2008年06月11日
『コロッサル・ユース』に言葉を奪われて
Colossal Youth/2006年/ポルトガル・フランス・スイス/155分/ペドロ・コスタ
ペドロ・コスタの新作『コロッサル・ユース』は、これまで以上に私の言葉を奪う映画でした。
恐らく、『コロッサル・ユース』を前に、「いやぁ〜面白かったな〜」などという言葉を発することの出来る人は皆無ではないか、とすら思います。もちろん、そのように言う権利は残されているし、その逆もまたしかりではあるのですが、私に関して言うなら、どうもそういった反応が出来ないでおります。
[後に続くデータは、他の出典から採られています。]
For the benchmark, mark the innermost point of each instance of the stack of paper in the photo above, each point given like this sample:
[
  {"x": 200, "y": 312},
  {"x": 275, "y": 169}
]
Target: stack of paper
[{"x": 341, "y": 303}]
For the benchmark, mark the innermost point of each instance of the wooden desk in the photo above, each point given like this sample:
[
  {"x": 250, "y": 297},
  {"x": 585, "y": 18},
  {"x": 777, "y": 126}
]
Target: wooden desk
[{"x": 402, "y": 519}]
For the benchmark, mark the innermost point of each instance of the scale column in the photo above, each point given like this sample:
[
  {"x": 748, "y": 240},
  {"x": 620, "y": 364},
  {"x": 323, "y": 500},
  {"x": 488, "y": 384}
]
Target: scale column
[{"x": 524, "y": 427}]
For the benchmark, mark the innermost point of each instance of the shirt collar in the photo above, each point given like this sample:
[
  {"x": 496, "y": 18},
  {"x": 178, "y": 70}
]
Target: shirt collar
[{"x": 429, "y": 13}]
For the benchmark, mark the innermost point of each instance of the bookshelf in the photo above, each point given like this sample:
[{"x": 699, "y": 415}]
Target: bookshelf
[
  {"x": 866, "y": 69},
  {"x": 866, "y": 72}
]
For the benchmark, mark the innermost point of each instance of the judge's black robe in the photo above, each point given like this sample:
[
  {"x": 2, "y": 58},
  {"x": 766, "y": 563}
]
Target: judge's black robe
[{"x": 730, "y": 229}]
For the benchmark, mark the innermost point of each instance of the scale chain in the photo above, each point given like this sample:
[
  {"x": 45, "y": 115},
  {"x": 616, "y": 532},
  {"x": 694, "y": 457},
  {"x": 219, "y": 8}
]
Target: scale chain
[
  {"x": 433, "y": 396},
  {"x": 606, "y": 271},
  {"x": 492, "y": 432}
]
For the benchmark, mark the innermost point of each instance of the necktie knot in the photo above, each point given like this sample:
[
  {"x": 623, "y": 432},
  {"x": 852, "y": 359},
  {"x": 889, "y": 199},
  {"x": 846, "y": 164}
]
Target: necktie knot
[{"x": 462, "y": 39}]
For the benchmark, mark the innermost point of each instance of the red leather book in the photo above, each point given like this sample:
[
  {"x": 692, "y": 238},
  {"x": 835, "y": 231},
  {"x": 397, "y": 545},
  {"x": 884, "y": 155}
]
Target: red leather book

ペドロ・コスタの映画は、観客に対して、“厳しさ”を強いるタイプの映画だと、あくまで漠然と思ってきましたが、反面、今目の前でのっぴきならないことが起こっているという事件性だったり、観るものの感性を激しく揺さぶるような画面の凶暴性だったり、あるいは、観ること/観られることを考えさせずにはおかない批評性といったものが映画自体に横溢していて、それはつまり、『コロッサル・ユース』がこの上なく豊かな映画というふうにも結論できてしまうのです。
恐らく私には、本作を“理解”出来てなどいないでしょう。
しかし、少しずつ形を変えながら、主人公・ヴェントゥーラの口から幾度も読み上げられる手紙の文面(加えて、それを読むヴェントゥーラ自身の声)に対し、自分でも驚くほど感動しました。
次元が歪んだかのように遠近感がデフォルメされた美術館における照明と足音にも、そして、獰猛な獣が牙を剥いたかなような影にも。
そう、ペドロ・コスタはついに、影を我が物にしてしまったような気がします。影と光は表裏一体。つまりペドロ・コスタは、他でもない「映画」を我が物にしてしまったのではないか、ということに気づきました。いささか大袈裟ですが、そんなことを思わせる作家が、今、世界に何人いるでしょうか。